Night Boat to Tangier
Kevin Barry
Canongate, £14.99
Maurice and Charlie are waiting at the Spanish port of Algeciras. They are watching. Things are tense and urgent, just as they should be at the connection point between two continents, and “footsteps that moved over dockside stones and the gangplank had the certain reminiscence of war.” The two men, old Irish gangsters, believe a daughter will be on one of the sailings between Europe and Africa. So, they wait and they watch in “one of the places of the earth designed for a good wallow”.
This is Night Boat to Tangier, the new book by Kevin Barry. Maurice and Charlie talk like pistons, exchanging lines so quickly it’s like they’re auditioning to fill the vacancy in the Beastie Boys. Their backgrounds are in drugs, violence and relationships that went sour even before they got tangled. Slowly it becomes apparent that they are people who scrubbed out any chance of a happy ending right back at the start.
Beatlebone, Barry’s previous novel, had a bleak, aimless quality, but Night Boat to Tangier has a much warmer sense of narrative. But enough of narrative. Before Beatlebone, City of Bohane marked him as a mad, graffiti-poetic stylist and it is as a stylist that he should be enjoyed. First, the seemingly the mundane. Barry has dialogue ears that were trained while one hand stopped a pint from escaping. That is, he is good at Man Talk. But he is also an expert in the field of language performed as a ritual in response to certain promptings. Such is his expertise that it’s easy to imagine him conversing happily with your granny between bingo calls. Towards the end of the book, Charlie tells Maurice that one of the great talents of the Irish “is the walking close-in to buildings to keep the rain off ourselves.” I don’t know if that is a verbal heirloom or counterfeit goods, but a good forgery depends on knowing the real thing.

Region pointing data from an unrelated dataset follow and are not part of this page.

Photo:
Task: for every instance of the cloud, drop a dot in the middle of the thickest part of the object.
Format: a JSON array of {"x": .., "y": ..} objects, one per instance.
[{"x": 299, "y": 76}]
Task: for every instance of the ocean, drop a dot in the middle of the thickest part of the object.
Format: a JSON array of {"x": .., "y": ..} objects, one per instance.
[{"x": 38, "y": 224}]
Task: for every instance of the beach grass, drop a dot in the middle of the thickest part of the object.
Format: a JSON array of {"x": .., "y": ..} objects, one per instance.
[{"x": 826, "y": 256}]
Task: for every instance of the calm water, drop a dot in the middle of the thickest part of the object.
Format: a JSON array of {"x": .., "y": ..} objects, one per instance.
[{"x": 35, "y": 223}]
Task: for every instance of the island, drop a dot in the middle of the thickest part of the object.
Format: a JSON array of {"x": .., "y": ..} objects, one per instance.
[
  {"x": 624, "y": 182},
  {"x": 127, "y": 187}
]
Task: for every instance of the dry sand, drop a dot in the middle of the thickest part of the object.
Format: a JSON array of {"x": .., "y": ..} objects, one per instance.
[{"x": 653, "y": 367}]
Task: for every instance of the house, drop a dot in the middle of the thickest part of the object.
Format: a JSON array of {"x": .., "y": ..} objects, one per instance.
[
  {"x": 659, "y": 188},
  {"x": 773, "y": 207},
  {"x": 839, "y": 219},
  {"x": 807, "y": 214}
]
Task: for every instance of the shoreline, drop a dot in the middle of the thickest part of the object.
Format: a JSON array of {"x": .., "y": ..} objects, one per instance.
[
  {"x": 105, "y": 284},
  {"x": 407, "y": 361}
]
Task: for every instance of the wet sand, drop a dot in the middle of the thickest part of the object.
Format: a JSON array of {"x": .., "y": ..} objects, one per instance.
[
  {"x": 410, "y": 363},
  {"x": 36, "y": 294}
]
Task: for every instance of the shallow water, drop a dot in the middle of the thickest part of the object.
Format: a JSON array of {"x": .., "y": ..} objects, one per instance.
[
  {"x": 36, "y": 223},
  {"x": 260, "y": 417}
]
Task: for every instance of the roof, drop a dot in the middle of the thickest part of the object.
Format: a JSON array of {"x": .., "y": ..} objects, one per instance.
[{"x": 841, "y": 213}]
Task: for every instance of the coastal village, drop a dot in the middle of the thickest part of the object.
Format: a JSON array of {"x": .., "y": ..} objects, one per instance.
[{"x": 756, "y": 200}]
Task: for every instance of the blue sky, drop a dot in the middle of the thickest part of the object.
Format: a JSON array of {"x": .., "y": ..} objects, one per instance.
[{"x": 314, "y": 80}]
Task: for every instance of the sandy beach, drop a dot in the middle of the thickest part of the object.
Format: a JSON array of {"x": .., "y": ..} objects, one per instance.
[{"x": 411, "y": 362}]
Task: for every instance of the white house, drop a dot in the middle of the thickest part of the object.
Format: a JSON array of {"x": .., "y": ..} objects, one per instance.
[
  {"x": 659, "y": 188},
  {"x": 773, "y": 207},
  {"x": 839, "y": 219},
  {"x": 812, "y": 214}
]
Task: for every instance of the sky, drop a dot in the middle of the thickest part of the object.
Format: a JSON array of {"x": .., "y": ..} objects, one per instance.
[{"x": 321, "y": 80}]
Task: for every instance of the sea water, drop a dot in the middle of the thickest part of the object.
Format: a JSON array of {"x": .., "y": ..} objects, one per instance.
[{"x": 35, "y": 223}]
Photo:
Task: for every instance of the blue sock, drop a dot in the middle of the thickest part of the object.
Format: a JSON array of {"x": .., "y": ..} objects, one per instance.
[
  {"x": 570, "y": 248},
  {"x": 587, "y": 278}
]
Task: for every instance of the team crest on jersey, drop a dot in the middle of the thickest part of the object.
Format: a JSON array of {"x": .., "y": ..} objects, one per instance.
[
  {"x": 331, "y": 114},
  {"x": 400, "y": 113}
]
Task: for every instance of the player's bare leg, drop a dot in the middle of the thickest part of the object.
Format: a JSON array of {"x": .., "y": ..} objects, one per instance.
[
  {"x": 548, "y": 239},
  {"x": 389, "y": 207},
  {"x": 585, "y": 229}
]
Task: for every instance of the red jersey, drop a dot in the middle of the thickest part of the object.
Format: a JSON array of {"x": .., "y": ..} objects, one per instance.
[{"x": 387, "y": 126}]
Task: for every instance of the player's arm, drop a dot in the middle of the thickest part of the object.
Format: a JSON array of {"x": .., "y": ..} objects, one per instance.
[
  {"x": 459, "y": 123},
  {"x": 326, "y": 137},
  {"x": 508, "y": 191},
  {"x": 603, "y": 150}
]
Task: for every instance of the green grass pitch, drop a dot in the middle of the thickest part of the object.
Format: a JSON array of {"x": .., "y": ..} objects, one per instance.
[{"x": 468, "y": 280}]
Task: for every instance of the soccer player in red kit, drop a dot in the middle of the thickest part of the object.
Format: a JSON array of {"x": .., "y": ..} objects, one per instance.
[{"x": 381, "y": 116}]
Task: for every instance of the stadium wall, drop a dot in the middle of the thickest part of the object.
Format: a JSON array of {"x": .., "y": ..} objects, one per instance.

Barry is wide-open to the supernatural, as if there wasn’t enough around here to keep you fretting into the afterlife. The book is woozy with lines like: “The days were cold as evil but the evenings spread magic from the sea inwards and stretched out and tapped the place until it was open to our dreaming.” I don’t know if he believes in reincarnation or transubstantiation, but I’d bet he does, and that those beliefs ghost into his wonderful adeptness with simile and metaphor. “The men remain on the bench watchful as hawks and dumb as spoons.” Of course, spoons are dumber than knives and forks! They’re the idiots of the cutlery drawer! Another favourite: “She had a smile like a home-made explosive device.” Boom. Lines like that make me want to punch the air like I’m singing the final chorus from an 80s power ballad.
And then something surprising happened: the book became an account of volatile love on the continent. Admittedly, I think about James Salter a lot, but I wasn’t expecting to think about him when I was reading a book by Kevin Barry. Night Boat to Tangier doesn’t have the exquisite poise of A Sport and a Pastime, but for a time it has the same scenes made of details ordered to stand tall. Salter was once talking to Richard Ford about their approach to writing and Ford said that he always told his students “don’t cheap up on me”. Barry – who once described himself as a “man who had never knowingly underfed an adjective” – couldn’t “cheap up” if you paid him.
The relationship between Barry’s imagination and his style is akin to that between a gang of dogs and a sledge – a sledge from which the driver was pitched into a ravine some way back. Sometimes the same terrain is covered. For example, “the evenings were stretching a little and the roads after rain were black sliding tongues and gleamed” is very similar to, but not quite as good as, “the road unfurls as a black tongue and laps at the night”. The first line is from Night Boat to Tangier, the second from Beatlebone. No matter. Barry’s mind is surely no filing cabinet, unless you think of it as one pushed out of a fifth storey window into a swimming pool.
Night Boat to Tangier moves at the speed of today turning into tomorrow when you’re not paying attention, but I still found it settled comfortably in the noirish ambience created by Sinatra’s In the Wee Small Hours of the Morning. It is a book about consequences, which means it’s a book about the past. “The past is uncertain, mobile. It shifts and rearranges back there,” Barry writes. Night Boat to Tangier suggests the past comes in waves, relentlessly, always different and yet always the same, and all we can put against it are the shifting sands of our present self.